A forcing $\mathbb{P}$ is said to be weakly homogeneous if for any $p,q \in \mathbb{P}$ there is an automorphism $\pi$ of $\mathbb{P}$ such that $\pi(p)$ and $q$ are compatible. An important fact about weakly homogeneous forcings $\mathbb{P}$ is that for any formula $\varphi(v_0,\dots,v_{n-1})$ in the forcing language and any $x_0,\dots,x_{n-1} \in V$ we have that every condition of the forcing $\mathbb{P}$ decides $\varphi(\check x_0,\dots, \check x_{n-1})$ in the same way.
I want to prove that for any generic filter $G$ of a weakly homogeneous forcing $\mathbb{P}$, we have $\mathsf{HOD}^{V[G]} \subseteq \mathsf{HOD}^V$.
My idea is to use the fact that forcing preserves the ordinals together with the above mentioned property of weakly homogeneous forcings to show that no new ordinal definable sets are added to $\mathsf{OD}$. Suppose that there is a $\mathbb{P}$-name $\dot x$, a formula $\varphi$ in the forcing language, ordinals $\alpha_0,\dots,\alpha_{n-1}$ and $p \in \mathbb{P}$ such that $p \Vdash \forall y \ y \in \dot x \leftrightarrow \varphi(y,\check \alpha_0,\dots,\check \alpha_{n-1})$. Then, by the above fact, $\mathbb{1_P} \Vdash \forall y \ y \in \dot x \leftrightarrow \varphi(y,\check \alpha_0,\dots,\check \alpha_{n-1})$. Now, if $G$ is $\mathbb{P}$-generic, then $V[G] \vDash \forall y \ y \in \dot x^G \leftrightarrow \varphi(y,\alpha_0,\dots,\alpha_{n-1})$. Since $\varphi(y,\alpha_0,\dots,\alpha_{n-1})$ is by the above fact decided for all conditions of the forcing in the same way, this should somehow show that $\dot x^G$ is already contained in $\mathsf{OD}^V$ and this would imply the claim.
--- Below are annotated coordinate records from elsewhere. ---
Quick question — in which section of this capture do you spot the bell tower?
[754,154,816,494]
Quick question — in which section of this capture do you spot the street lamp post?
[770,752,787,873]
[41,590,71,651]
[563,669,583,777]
Is this the right approach to do this and how do I close the gaps?
There is a slight caveat here. If $\Bbb P$ is a weakly homogeneous forcing, then $\mathrm{HOD}^{V[G]}\subseteq\mathrm{HOD}^V(\Bbb P)$.
The reason is that we need $\Bbb P$ as a parameter, as the proof goes through the forcing relation of $\Bbb P$, which itself is definable from $\Bbb P$.
Your idea is correct. It is enough to make sure that every set of ordinals in $\mathrm{HOD}^{V[G]}$ is already in $\mathrm{HOD}^V(\Bbb P)$, as these are models of $\sf ZFC$. But now it's easy. If $p\Vdash\varphi(\check\alpha,\check\xi)$, then $1\Vdash\varphi(\check\alpha,\check\xi)$; so the same holds for the negation of $\varphi$. So the set $\{\alpha\mid 1\Vdash\varphi(\check\alpha,\check\xi)\}$ lies in the ground model and it is equal exactly to the set which will be definable in $V[G]$ from $\varphi$ and $\xi$.
Now if $A$ is a set of ordinals which is ordinal-definable in $V[G]$, then taking $\varphi$ to be the definition and $\xi$ the parameter, we get that $A$ lies in $V$ and that it is ordinal-definable there as long as you know the forcing relation of $\Bbb P$.